Dorinda soube depois que mais três cavalos tinham chegado aos estábulos de Alderburne, e compreendeu então no que o dinheiro fora gasto.

Apesar de tudo, seu pai fora generoso com o enxoval de Letty e quando, afinal, ele foi entregue, todos na mansão ficaram encantados, à exceção da noiva.

— Você vai ficar linda com estes vestidos — disse Dorinda à irmã.

— Só quero ficar bonita para papai — respondeu Letty.

— Se você gostasse mesmo de papai, faria tudo para agradar-lhe — retrucou Dorinda.

Não havia dúvida de que Letty adorava o pai e era esse o único trunfo com que Dorinda contava para convencer a irmã a embarcar para Cingapura.

Na noite anterior à partida de Alderburne Park, Letty tinha ficado histérica e tentado se trancar no quarto. Dorinda conversou com a irmã e depois de mostrar-lhe o que sucederia se o conde fosse obrigado a vender a casa e os cavalos, conseguiu que Letty concordasse em partir no dia seguinte.
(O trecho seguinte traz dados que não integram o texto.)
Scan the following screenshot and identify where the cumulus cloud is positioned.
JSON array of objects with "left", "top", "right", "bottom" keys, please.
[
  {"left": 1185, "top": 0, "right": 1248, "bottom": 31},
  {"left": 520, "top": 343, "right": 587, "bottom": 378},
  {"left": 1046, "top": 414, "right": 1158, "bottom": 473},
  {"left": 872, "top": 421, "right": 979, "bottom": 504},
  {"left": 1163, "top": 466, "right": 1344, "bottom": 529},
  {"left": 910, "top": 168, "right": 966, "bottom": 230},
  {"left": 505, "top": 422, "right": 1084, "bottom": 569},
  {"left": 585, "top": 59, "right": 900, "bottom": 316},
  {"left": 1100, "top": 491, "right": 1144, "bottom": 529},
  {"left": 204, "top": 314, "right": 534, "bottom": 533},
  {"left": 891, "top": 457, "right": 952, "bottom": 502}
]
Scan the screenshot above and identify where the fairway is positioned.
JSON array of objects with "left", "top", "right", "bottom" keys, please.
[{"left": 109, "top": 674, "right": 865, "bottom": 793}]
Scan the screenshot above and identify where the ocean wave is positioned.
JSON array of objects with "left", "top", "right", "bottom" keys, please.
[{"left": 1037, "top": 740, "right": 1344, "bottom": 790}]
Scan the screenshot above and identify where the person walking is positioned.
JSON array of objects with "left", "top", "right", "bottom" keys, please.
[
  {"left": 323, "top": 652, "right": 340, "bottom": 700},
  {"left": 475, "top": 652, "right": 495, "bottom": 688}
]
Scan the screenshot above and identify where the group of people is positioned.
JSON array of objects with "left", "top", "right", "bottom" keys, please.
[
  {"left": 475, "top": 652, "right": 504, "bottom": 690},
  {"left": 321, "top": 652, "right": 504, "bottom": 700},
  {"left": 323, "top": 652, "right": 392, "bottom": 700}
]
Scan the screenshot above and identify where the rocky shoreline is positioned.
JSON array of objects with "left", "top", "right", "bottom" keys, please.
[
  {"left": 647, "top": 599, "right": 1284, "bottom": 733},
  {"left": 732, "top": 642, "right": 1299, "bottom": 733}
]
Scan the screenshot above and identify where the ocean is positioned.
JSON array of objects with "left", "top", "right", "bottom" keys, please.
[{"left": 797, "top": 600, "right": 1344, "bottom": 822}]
— Você não pode ser tão cruel com papai, se gosta tanto dele como afirma — dissera Dorinda.

— Eu gosto de papai, gosto sim — assegurara Letty.

— Então, demonstre seu amor ajudando-o — dissera Dorinda, com firmeza. — Se você lhe falhar agora, Letty, ele não vai mais querer vê-la de novo. Como poderia ele suportar que alguém do seu próprio sangue se comportasse assim? — e, como Letty não respondesse: — Se você desmanchar agora o noivado, papai não vai apenas parecer desonrado, mas também desonesto.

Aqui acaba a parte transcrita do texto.